The steering behaviors are
seek, returns a vector directly toward a target.
flee, returns a vector directly away from a target
arrive, returns a vector that allows the ship to glide gently to a stop at the desired location
pursuit, returns a vector toward a target’s predicted position (looks very smart, instead of trying to go where the ship is, trying to go where it’s going)
avoid, returns a vector away from a target’s predicted position (wouldn’t this be nice for a missile sniper frigate?)
wander, returns a vector with a controlled amount of randomness
obstacle avoidance, returns a vector to navigate around fixed obstacles ( like asteroids!!)
wall avoidance, returns a vector to keep away from the wall
interpose, returns a vector to place yourself between one target and another (great for tanking ships)
hide, returns a vector to place a target between you and an enemy ( great for artillery ships)
path following, returns vectors to follow created paths.
offset pursuit, returns a vector to pursue to set distance and angle from a target’s position (this will fix your formation problems and make dogfights cooler.)
seperation, returns a vector to keep a minimum distance from others
alignment, returns a vector to keep a similar direction to others in the group
cohesion, returns a vector to stay within a certain distance from the group
I think it’s easy to see how these could be combined to create great behaviors for each ship. For instance, I think groups of fighters should automatically flock together (separation, alignment and cohesion) but set the priorities low so they will break and attack when other fighters come around. And I want them to hunt other fighters, so I tell them to use pursuit to try and chase them down and get into firing range and put that at a high priority. (or better yet, an offset pursuit that tries to keep them behind the fighter and in optimal weapons range) Bombers could be told to avoid enemy frigates and fighters, and pursue cruisers while wandering to avoid AA fire.

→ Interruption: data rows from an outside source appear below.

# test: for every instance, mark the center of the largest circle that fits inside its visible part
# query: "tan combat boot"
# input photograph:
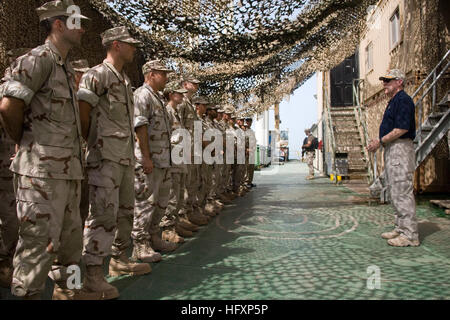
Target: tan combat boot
(143, 251)
(390, 235)
(122, 265)
(231, 195)
(161, 245)
(210, 210)
(218, 204)
(198, 218)
(403, 241)
(6, 271)
(183, 232)
(224, 199)
(61, 292)
(171, 235)
(95, 283)
(187, 225)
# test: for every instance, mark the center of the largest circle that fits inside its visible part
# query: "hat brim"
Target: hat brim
(163, 69)
(132, 41)
(77, 15)
(81, 69)
(386, 78)
(193, 81)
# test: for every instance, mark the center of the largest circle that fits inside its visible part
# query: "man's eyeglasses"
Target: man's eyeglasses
(388, 80)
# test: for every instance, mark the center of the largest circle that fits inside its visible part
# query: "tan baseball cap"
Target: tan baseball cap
(13, 54)
(200, 100)
(191, 78)
(174, 86)
(229, 109)
(119, 34)
(80, 65)
(154, 65)
(393, 74)
(58, 8)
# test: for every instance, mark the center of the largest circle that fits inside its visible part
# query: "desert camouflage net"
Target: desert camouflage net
(250, 54)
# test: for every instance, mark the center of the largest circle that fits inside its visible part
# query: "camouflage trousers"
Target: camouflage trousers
(9, 225)
(176, 198)
(220, 179)
(111, 198)
(399, 173)
(84, 202)
(228, 176)
(249, 173)
(50, 232)
(310, 156)
(192, 186)
(206, 184)
(238, 176)
(152, 198)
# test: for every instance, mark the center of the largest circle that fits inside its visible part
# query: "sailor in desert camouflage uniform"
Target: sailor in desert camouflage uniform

The nice thing is these behaviors can be added into your existing framework without too much additional work. The current deployment screen setup would be compatible with setting these atomic orders and you are already using sliders for priorities in your attack order setup. There is the consideration that it might be overly complicated. A better method would be to create selection of effective orders that exist by default and then allow the user to learn how to create their own orders in a similar manner to constructing ships.
I think there are few really good advantages to this approach for GSB. It would work with the existing game, your ships are already calling some method to determine their desired heading each timestep, this would simply replace that method. You wouldn’t have to change your existing movement model to make it work. It’s very easy to implement in 2d and what the steering behaviors do is easy for the average player to understand. The tricky part is tweaking the variables for each behavior to get the results you want, which is exactly the kind of gameplay I think GSB players are looking for.
I learned about these steering behaviors from a book called “Programming Game AI by Example” by Mat Buckland. It’s easily the best book on creating functional game AI in my extensive collection. It also includes example implementation for all these behaviors.